Alla fine per Bartolomeo Pietromarchi è arrivata la consacrazione dell’ufficialità. Seduto alla destra del padre putativo, alias Dino Gasperini, assessore alla Cultura capitolina, il neodirettore del Macro ha avuto il suo battesimo del fuoco nella sala conferenze del Museo d’arte contemporanea di Roma. Occhi chiari, cravatta verde e fare diplomatico, Pietromarchi – romano, nato il 5 aprile 1968, una laurea con lode in storia dell’arte contemporanea, già direttore della fondazione Olivetti e tra i curatori del Maxxi – ha spiegato che ne farà della creatura ereditata dal compianto (in senso artistico) Luca Massimo Barbero. Non in termini di programmazione, su questo il neodirettore non si è sbilanciato né potrà dire la sua prima della fine di settembre (quando, per inciso, dovrebbero essere inaugurati due nuovi padiglioni a Testaccio), ma in termini d’identità: come struttura capace di connettere sempre più la cultura e l’arte cittadine, all’insegna della glocalità. Vale a dire con un occhio alle produzioni locali e l’altro al contesto internazionale di cui il museo romano è, per forza di cose, specchio e vetrina.

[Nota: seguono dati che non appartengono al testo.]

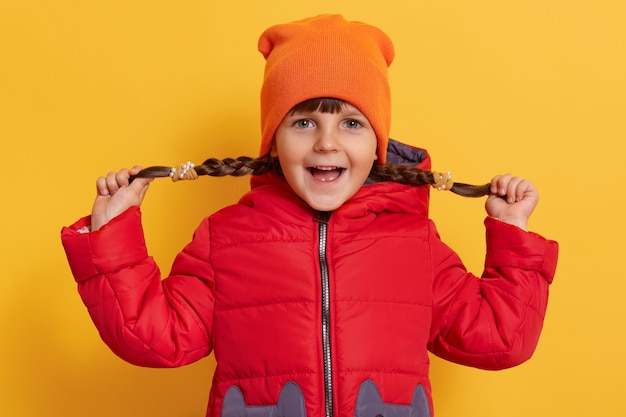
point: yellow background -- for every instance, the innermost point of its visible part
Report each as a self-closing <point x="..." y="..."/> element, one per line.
<point x="532" y="87"/>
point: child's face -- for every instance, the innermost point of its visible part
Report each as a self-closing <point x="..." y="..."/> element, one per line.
<point x="325" y="157"/>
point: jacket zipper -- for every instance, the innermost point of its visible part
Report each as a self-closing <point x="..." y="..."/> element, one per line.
<point x="322" y="218"/>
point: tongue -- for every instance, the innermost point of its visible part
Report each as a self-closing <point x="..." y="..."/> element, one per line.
<point x="325" y="175"/>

«Terrò la barra fissa su una forte identità culturale, riconoscibile tanto a livello cittadino che internazionale, capace di fare la differenza – dice Pietromarchi – altrimenti non giocheremo da attori in questo campo». Compito arduo? «Spero di essere all’altezza ma non mi sento solo, credo nei movimenti collettivi», spiega il neodirettore, con riferimento alla neonata Consulta del contemporaneo, proprio tra le mura del Macro, dopo le dimissioni del precedente direttore e con l’idea di far ripartire un’idea del presente nella città eterna. «Abbiamo tutti lo stesso obiettivo, vedo la Consulta in termini positivi, non oppositivi. C’è sintonia sui temi fondamentali, sento una grande energia, un’onda che muove nella giusta direzione, si tratta solo di cavalcarla. Quanto all’apertura ai privati, è fondamentale ma va regolata in un contesto ben definito».

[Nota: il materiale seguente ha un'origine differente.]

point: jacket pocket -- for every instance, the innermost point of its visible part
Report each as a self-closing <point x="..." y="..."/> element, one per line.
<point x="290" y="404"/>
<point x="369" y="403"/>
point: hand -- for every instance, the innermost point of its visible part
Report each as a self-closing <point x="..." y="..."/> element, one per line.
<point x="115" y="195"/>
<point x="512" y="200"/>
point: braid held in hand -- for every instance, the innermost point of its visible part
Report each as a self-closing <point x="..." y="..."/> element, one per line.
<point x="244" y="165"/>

Soldi. Alla fine è una questione di bajocchi, tanti: il Macro costa circa sei milioni l’anno, parola del soprintendente Umberto Broccoli, e nelle sue casse ci sono due milioni freschi giunti dal comune – «il doppio di quanto si sia mai fatto», tiene a sottolineare Gasperini – oltre al milione e 200mila dati nella precedente gestione per l’anno in corso; con quello racimolato dagli sponsor si arriva alla soglia dei 4 milioni, il resto è un’incognita. Su questa partita, oltre che sull’assenza di una sponda politica più attenta alle esigenze della cultura, ha passato la mano Barbero. Ma l’assessore si mostra ottimista e semina fiducia a piene mani: «A settembre si farà la fondazione, a fine anno chiudiamo la partita. E se ci sarà bisogno reintegreremo con altri fondi questo primo stanziamento nel bilancio di previsione. L’arte contemporanea non è un lusso per questa città». Su questo, almeno a parole, tutti sono d’accordo.